The new company will be a 50:50 joint venture and cater to the market, which it expects to reach 27 GW/108GWh by 2030. The new enterprise will be managed and operated by an independent management team and board.

The joint venture aims to bring market-leading energy storage solutions to customers by localizing and integrating Fluence’s energy storage products and packages in India.

Fluence provides energy storage products and digital applications for renewables and storage. It has over 3.6 GW of energy storage deployed or contracted in 30 markets globally and more than 4.7 GW of wind, solar, and storage assets optimized or contracted in Australia and California.

ReNew Power has a head-start in India’s nascent energy storage space with its energy storage portfolio of 300 MW of peak-power projects and 400 MW of round-the-clock power projects.

With the help of the joint venture with Fluence, it aims to offer battery energy storage system (BESS) solutions to a wide range of customers in the Indian market, including engineering, procurement, and construction (EPC) players and asset management services.

Sharing his views on this new development, Sumant Sinha, Chairman and CEO of ReNew Power, said, “India’s energy transition and its ambition to achieve net-zero by 2070 calls for strong and rapid storage integration with the grid. We’re delighted to partner with Fluence to bring localized solutions to India.

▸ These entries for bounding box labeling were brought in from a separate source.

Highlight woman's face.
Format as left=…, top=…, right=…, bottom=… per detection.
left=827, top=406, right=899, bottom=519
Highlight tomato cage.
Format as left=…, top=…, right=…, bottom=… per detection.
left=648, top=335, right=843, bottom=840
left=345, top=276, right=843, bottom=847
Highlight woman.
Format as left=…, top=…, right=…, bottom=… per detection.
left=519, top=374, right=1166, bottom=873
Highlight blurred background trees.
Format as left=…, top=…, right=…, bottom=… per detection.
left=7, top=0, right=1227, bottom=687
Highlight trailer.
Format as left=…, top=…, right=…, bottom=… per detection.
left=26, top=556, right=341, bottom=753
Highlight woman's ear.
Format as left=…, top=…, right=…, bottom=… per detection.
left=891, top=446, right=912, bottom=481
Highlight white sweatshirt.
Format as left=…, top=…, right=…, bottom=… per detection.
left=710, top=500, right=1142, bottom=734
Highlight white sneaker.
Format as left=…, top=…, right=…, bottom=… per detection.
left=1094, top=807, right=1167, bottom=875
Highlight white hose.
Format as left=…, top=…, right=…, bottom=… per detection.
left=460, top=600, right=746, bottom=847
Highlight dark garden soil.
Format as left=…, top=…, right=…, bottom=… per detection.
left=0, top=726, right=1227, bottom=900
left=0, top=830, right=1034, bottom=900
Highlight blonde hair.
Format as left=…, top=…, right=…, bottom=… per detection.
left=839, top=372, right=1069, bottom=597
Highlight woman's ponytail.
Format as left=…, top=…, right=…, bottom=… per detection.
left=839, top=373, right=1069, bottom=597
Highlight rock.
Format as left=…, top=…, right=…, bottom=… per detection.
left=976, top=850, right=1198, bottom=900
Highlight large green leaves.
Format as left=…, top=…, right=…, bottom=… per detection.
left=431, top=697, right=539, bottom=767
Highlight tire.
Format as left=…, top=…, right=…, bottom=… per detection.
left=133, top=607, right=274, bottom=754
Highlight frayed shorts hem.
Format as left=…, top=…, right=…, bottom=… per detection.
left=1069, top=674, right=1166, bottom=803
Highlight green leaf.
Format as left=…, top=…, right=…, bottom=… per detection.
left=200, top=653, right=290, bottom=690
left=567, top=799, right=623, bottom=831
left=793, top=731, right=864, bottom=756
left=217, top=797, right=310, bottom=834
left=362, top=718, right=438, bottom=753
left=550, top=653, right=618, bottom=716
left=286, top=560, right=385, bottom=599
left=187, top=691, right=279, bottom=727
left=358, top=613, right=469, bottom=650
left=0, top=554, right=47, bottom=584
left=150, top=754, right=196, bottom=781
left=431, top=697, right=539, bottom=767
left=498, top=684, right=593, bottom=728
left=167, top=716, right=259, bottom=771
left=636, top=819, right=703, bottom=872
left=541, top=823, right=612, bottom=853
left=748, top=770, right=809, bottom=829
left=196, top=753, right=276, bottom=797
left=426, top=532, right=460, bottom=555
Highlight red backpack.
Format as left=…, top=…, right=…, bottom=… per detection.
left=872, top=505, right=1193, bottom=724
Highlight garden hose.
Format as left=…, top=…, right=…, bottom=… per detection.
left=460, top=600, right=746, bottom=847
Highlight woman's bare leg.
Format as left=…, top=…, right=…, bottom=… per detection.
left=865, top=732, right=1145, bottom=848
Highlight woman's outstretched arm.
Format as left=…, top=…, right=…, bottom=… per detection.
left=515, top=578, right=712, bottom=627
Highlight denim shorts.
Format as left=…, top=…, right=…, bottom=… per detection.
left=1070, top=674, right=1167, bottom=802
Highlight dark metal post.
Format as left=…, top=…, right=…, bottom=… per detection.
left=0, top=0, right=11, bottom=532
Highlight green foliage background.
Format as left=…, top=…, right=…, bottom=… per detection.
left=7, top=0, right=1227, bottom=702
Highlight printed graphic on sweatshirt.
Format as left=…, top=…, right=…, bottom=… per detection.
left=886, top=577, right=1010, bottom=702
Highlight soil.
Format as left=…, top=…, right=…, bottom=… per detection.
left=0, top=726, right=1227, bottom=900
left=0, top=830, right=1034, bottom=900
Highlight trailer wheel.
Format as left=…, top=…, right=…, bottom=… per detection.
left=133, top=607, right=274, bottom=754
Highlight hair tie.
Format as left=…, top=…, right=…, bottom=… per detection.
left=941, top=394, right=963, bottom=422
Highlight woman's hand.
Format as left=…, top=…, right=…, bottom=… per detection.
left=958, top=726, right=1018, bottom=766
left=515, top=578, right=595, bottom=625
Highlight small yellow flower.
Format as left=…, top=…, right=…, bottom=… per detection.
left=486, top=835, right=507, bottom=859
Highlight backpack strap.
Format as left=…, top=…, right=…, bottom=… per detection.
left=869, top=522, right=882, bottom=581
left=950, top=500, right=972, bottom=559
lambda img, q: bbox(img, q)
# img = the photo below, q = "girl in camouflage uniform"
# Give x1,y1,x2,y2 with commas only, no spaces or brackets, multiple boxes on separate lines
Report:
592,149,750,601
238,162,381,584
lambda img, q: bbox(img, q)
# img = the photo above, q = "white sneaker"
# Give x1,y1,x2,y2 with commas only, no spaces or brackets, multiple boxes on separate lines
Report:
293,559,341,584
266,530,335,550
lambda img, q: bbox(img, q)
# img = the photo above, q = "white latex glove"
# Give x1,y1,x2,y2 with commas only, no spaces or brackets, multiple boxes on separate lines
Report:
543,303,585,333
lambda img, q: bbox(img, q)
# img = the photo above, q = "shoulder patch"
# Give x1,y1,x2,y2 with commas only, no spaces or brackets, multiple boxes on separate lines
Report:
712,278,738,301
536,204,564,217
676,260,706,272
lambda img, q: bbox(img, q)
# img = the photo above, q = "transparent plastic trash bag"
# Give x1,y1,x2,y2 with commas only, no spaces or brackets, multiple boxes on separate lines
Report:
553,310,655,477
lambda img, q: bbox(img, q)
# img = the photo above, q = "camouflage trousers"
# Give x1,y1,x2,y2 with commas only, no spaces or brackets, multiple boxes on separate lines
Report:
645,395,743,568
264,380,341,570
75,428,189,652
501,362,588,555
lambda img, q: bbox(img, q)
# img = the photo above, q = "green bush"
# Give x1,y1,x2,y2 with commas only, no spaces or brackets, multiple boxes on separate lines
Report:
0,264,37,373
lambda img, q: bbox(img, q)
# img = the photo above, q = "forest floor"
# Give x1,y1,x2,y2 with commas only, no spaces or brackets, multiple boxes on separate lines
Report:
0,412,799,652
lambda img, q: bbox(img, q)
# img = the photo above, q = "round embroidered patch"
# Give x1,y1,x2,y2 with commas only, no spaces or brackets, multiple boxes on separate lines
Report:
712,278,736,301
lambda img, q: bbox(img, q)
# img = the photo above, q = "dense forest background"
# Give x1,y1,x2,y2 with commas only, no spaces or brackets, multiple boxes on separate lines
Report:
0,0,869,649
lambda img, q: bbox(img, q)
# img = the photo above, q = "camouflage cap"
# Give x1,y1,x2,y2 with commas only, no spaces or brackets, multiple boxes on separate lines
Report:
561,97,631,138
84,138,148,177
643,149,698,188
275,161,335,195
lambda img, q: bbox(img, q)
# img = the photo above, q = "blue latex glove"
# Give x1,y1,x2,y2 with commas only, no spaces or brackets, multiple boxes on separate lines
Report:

I expect it to set new milestones for the storage industry in India.”

The joint venture is expected to start its operations in the first half (1H) of 2022 and will kick off by providing a solution to its first customer, ReNew, with 150 MWh BESS required for its 300 MW peak power project in Karnataka.

As things stand, energy storage will be a key enabler in achieving India’s climate goal of 500 GW of renewable capacity by 2030.

Although the energy storage capacity addition was negligible in 2021, developers believe that the market will take off in 2022 and expect higher energy storage deployments in the country.

Recently, ReNew Power announced that its wholly-owned subsidiary, India Clean Energy Holdings, had raised $400 million at 4.5% by issuing senior secured dollar notes. Climate Bonds Initiative certified the dollar notes as green bonds, and the bonds would be listed on the Singapore Exchange.

Last August, the company was listed on Nasdaq after completing a business combination with RMG Acquisition Corporation II, a special purpose acquisition company.